Scott réédite le coup du gazon avec une fétuque des prés

L’entreprise Scott a, elle, obtenu son sésame dès janvier 2014. Dans un courrier daté du 6 janvier mais rendu public en décembre 2014 [6], le ministère de l’agriculture confirme à Scott que sa fétuque des prés modifiée pour tolérer des herbicides à base de glyphosate et disposer de brins plus fins et d’un vert plus foncé ne sera pas soumise à une procédure d’autorisation. L’entreprise est donc libre de conduire ses essais en champs sans nécessiter de feu vert du ministère. Les raisons avancées sont que ni la fétuque des prés, ni les éléments génétiques apportés, ni le vecteur utilisé pour les introduire (des billes d’or) ne sont considérés comme parasites ou nuisibles. Cette fétuque des prés échappe donc, elle aussi, à la procédure d’autorisation. Une décision qui rejoint celle que Scott avait déjà reçue en 2011 pour un gazon transgénique [7]. Mais du fait de la caractéristique de résistance au glyphosate, une réponse est encore attendue du ministère de l’environnement. Plusieurs voix se sont faites entendre sur cette décision car la résistance aux herbicides à base de glyphosate inquiète quant à sa possible dissémination. Ainsi, selon Bryan Ostlund de la Commission pour la fétuque des prés d’Oregon, « nous sommes inquiets quant à l’apparition de résistance en général dans la production de semences d’herbes », prédisant des cas de dissémination si l’entreprise Scott «  ne fait pas attention » et alors que, toujours selon lui, des cas de résistance ont d’ores et déjà causé beaucoup de problèmes aux agriculteurs [8].

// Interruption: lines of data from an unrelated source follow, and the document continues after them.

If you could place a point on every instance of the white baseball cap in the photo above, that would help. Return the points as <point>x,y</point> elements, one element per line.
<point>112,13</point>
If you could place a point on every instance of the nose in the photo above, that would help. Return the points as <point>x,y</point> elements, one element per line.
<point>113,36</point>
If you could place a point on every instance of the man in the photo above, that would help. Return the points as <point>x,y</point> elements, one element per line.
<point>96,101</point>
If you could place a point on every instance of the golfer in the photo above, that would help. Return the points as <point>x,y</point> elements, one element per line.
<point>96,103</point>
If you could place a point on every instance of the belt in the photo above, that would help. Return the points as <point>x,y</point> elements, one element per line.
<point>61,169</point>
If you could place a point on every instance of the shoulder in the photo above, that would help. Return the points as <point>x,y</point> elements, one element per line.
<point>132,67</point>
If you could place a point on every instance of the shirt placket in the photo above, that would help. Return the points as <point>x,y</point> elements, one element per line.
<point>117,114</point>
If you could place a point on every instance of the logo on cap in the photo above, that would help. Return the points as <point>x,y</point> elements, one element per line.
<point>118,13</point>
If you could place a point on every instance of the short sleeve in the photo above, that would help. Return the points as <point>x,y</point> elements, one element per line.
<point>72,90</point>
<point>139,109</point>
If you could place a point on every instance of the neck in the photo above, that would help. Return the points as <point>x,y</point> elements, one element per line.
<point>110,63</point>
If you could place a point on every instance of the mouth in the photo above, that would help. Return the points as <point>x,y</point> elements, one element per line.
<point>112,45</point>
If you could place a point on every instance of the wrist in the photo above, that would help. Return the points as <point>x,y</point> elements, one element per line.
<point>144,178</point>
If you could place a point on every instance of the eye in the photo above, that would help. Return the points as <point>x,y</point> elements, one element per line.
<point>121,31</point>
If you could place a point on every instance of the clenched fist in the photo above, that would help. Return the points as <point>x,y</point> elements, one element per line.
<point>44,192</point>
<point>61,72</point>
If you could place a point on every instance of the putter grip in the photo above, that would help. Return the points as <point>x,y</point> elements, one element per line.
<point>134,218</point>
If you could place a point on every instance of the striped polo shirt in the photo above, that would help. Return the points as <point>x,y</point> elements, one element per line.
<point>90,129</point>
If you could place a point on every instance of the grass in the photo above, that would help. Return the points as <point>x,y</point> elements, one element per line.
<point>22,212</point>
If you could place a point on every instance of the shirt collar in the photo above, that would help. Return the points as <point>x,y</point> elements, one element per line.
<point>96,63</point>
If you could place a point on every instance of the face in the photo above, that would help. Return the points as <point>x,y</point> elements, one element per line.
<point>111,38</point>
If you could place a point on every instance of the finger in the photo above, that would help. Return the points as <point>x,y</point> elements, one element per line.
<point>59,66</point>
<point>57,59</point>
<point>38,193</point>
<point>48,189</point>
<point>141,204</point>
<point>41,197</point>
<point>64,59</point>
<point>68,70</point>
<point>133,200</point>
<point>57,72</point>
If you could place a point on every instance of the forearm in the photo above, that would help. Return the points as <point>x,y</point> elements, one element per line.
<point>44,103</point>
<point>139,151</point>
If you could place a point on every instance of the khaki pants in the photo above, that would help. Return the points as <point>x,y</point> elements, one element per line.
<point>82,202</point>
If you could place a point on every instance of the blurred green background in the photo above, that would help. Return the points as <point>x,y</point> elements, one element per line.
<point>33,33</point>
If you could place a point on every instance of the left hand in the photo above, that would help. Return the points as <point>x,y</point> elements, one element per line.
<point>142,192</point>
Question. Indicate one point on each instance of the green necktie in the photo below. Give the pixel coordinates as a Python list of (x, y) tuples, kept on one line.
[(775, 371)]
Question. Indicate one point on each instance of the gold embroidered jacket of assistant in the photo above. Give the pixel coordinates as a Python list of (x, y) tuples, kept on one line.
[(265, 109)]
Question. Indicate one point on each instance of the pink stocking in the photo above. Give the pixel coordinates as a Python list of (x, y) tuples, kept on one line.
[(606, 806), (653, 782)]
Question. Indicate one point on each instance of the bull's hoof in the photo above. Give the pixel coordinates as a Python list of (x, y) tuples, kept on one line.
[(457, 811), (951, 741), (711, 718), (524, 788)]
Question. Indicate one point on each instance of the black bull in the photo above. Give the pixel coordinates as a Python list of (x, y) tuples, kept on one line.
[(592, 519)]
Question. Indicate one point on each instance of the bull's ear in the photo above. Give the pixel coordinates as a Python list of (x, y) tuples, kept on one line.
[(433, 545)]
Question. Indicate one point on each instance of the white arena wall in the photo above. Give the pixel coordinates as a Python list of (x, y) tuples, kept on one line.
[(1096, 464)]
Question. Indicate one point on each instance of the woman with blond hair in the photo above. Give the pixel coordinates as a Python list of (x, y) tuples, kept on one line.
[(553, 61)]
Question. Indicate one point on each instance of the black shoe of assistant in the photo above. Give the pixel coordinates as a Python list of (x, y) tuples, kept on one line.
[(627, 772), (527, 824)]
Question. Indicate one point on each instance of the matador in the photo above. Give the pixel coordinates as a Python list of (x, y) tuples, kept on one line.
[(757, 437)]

Ceres et l’Université de Georgie échappent également à l’évaluation

Rendues publiques également fin décembre, deux réponses du ministère étasunien à l’agriculture (USDA - APHIS) datant de janvier 2014, exonèrent l’entreprise Ceres et l’Université de Géorgie de demande d’une autorisation de mise en culture pour leur sorgho et soja génétiquement modifiés. Les raisons avancées sont les mêmes que pour la fétuque des prés de l’entreprise Scott. Pour l’entreprise Ceres, il s’agit du sorgho transgénique TRSBG101B, modifié pour avoir un plus grand rendement en culture [9]. Pour l’Université de Géorgie, il s’agit d’un soja génétiquement modifié dont les nouvelles caractéristiques ne sont pas décrites dans les courriers de l’Université et de l’Aphis [10]. Dans son courrier, l’université de Géorgie précise que ce soja n’est développé qu’à des fins de recherche.